The US top diplomat said on Thursday a major Israeli ground assault on the southern Gaza town of Rafah would be “a mistake” and “unnecessary” to defeating Hamas. 

His remarks underscore the further souring of relations between Israel and its principal ally, the United States. 

US Secretary of State Antony Blinken, on his sixth urgent mission to the Middle East since the Israel Hamas war began in October, spoke after discussing a ceasefire and Gaza’s post-conflict future with Arab diplomats.

He said an “immediate, sustained ceasefire” with the release of Israeli hostages held by Hamas was urgently needed and that gaps were narrowing in indirect negotiations the US, Egypt and Qatar have spent weeks mediating. 

Those negotiations continued at a senior level in Qatar on Friday.

Blinken added that Israeli officials will meet in Washington to discuss alternative methods to a ground invasion in Rafah.

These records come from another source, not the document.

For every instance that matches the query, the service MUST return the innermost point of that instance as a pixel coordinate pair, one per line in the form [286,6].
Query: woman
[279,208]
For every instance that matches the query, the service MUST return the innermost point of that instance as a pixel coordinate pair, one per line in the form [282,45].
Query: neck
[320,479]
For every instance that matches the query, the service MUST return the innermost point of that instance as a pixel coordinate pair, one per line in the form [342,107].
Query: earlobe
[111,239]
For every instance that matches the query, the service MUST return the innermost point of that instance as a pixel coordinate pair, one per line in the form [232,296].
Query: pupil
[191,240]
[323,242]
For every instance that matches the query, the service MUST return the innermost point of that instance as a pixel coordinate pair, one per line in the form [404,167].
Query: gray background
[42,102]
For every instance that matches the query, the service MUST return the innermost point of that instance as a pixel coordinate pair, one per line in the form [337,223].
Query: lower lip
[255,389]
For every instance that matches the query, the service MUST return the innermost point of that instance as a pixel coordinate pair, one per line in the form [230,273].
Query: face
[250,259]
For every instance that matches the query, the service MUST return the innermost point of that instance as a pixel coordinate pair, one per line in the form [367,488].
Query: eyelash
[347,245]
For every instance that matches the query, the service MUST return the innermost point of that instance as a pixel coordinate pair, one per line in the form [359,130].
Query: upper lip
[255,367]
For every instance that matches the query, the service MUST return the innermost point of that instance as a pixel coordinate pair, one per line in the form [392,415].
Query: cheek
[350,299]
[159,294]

Netanyahu has said that without an invasion of Rafah, Israel can’t achieve its goal of destroying Hamas – something the Israeli PM has vowed to do after the Palestinian militants’ deadly 7 October attack on southern Israel. 

The US position on a Rafah operation has shifted significantly in recent days. Initially, Washington said it could only support a major incursion into the city unless there was a clear and credible plan for getting civilians out of harm’s way. 

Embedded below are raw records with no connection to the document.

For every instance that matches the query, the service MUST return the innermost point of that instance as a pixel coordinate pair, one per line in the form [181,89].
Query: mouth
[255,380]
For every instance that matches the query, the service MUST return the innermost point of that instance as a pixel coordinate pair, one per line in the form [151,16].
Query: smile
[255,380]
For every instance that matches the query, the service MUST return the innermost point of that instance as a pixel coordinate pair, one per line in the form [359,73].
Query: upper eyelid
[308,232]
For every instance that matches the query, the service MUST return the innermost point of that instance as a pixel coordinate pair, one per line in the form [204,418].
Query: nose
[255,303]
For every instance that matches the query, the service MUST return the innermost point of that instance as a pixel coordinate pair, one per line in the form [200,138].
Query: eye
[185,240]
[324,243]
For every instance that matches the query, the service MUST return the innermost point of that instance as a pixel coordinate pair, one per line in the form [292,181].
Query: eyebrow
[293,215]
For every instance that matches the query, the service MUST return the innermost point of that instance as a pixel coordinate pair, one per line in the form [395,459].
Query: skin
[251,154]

US officials now say they have concluded there is no credible way to do that, given that more than one million people are sheltering there. 

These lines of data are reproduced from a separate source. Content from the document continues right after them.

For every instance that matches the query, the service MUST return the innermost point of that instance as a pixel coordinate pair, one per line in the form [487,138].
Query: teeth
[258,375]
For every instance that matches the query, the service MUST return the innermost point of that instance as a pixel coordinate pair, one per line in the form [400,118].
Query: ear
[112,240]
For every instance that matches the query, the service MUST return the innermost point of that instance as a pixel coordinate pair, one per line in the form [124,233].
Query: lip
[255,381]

Other options, including specifically targeted operations against Hamas fighters, are the only way to avoid a civilian catastrophe, they added. 

But Netanyahu, on a roughly 45-minute call with US senators on Wednesday, pledged to ignore warnings about a Rafah operation. 

Senator John Kennedy, a Republican who was in the meeting, said Netanyahu “made it very clear that he and the people of Israel intend to prosecute the war to the full extent of their power and that he would not be dictated to by Senator Schumer or President Biden.”